Scholarly societies — it is now time for you to walk away. Leave the AAP and chart your own course.

Comments

  1. #1 Jonathan Eisen
    January 6, 2012

    Here here. Know if anyone has pulled out of AAP over this?

  2. #2 Steven Salzberg
    January 6, 2012

    Why the heck is the American Association for the Advancement of Science part of this? The AAP doesn’t represent AAAS at all – it represents a tiny number of full-time staffers who appear to spend most of their time having lunch with lobbyists. We need to make sure Congress knows that these publishers represent only themselves.
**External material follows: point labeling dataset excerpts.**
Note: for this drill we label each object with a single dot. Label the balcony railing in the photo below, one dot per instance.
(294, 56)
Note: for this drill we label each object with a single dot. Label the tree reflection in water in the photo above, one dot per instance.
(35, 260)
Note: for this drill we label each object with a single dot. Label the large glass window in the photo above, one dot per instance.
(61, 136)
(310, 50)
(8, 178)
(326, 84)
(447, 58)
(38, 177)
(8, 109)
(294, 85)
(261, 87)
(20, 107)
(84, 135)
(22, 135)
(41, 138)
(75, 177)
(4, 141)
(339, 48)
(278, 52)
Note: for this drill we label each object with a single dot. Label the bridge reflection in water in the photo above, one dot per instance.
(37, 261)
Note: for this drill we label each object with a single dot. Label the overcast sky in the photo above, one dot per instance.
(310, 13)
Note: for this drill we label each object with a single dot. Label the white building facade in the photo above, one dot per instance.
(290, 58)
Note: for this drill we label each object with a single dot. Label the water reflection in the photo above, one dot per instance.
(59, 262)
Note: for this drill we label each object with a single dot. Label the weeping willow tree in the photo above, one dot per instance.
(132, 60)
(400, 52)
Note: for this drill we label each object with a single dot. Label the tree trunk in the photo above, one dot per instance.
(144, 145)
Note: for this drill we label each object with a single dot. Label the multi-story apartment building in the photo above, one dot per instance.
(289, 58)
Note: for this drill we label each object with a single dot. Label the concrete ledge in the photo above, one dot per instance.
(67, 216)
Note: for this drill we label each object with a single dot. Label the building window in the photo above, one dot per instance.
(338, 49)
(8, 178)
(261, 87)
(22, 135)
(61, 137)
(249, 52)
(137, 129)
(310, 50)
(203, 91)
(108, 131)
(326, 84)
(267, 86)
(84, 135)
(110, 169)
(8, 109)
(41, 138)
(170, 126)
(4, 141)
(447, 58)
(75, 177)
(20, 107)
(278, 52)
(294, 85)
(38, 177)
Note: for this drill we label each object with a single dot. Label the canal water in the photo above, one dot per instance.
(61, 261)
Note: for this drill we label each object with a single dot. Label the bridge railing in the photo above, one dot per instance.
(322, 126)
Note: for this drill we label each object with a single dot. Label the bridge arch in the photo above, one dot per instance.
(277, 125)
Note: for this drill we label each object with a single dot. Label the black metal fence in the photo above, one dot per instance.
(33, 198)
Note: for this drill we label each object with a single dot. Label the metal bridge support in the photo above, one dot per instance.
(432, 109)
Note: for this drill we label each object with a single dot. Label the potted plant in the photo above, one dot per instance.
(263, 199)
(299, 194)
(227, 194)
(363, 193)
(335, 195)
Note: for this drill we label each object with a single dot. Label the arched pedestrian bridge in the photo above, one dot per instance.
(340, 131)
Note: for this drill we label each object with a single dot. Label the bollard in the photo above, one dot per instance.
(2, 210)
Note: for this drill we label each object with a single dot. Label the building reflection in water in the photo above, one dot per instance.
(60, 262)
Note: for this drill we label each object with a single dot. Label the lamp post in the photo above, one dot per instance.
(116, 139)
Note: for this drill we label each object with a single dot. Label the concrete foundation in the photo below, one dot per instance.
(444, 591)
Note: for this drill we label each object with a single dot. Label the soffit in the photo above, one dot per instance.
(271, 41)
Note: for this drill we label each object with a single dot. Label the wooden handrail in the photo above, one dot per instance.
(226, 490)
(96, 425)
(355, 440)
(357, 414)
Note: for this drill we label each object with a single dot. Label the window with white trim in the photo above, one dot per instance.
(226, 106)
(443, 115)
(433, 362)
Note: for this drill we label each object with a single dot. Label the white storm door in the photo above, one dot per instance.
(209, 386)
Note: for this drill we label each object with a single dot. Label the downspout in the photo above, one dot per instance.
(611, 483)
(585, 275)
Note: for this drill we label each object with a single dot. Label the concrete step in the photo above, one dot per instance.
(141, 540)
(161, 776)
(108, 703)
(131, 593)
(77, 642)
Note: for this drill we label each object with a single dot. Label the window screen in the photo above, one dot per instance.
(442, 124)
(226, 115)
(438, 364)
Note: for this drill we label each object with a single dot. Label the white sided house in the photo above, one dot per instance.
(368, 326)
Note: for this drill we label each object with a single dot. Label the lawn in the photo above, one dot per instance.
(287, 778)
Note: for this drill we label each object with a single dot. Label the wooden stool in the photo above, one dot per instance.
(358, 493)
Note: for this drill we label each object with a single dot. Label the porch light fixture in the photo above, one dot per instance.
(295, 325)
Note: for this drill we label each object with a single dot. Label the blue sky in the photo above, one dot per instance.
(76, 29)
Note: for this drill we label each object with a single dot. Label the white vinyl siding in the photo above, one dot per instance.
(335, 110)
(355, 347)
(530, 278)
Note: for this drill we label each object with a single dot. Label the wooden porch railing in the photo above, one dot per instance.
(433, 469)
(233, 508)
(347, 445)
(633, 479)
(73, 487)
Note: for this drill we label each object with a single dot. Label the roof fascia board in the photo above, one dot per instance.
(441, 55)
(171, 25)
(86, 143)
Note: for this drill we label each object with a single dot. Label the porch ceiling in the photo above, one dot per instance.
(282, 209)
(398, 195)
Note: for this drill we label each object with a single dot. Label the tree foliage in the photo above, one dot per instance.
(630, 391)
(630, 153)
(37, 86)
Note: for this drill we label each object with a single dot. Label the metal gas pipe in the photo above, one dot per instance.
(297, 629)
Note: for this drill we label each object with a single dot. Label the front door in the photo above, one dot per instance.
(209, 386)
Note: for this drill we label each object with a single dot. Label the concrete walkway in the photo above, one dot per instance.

    It is completely outrageous that Congress – and the lobbyists writing the laws for them – would attempt to outlaw publishing our work in open-access journals. That’s what they are trying to do, if you read the text of the legislation. This is a blatant money-grab by the publishers.

  3. #3 John Dupuis
    January 6, 2012

    Jonathan, I don’t know. I wish it would, but I’m not hopeful.

  4. #4 John Dupuis
    January 6, 2012

    Steven, yes it is. You’re absolutely right. And that’s why I think the scholarly societies need to realize that they need to align themselves with scholars, and, ultimately what’s best for society as a whole. Aligning themselves with the large commercial publishers is just wrongheaded. It probably always has been but it’s only in the last 5 years or so that the dissonance between their goals (scholarship vs. profit) has become so jarring.

  5. #5 Jonathan Eisen
    January 6, 2012

    Well, one little quibble if I may with Steven comment — AAAS is not exactly the strongest advocate of open access out there — so I for one am not surprised they are in AAP …

  6. #6 cb
    January 10, 2012

    I think it’s a bit odd to ask the scholarly societies to leave the AAP over this. Of course the scholarly societies are the very ones behind this.

    Strict ownership of copyright has been the goal of the ACM and the IEEE for years, and they have fought hard all attempts to open that up. (such as threatening authors who make their own publicly-funded papers available online)

    Your call for action should be to scholars :

    Scholars – your societies are not serving you, or society at large. Leave them, and only publish your work in journals that provide free open access.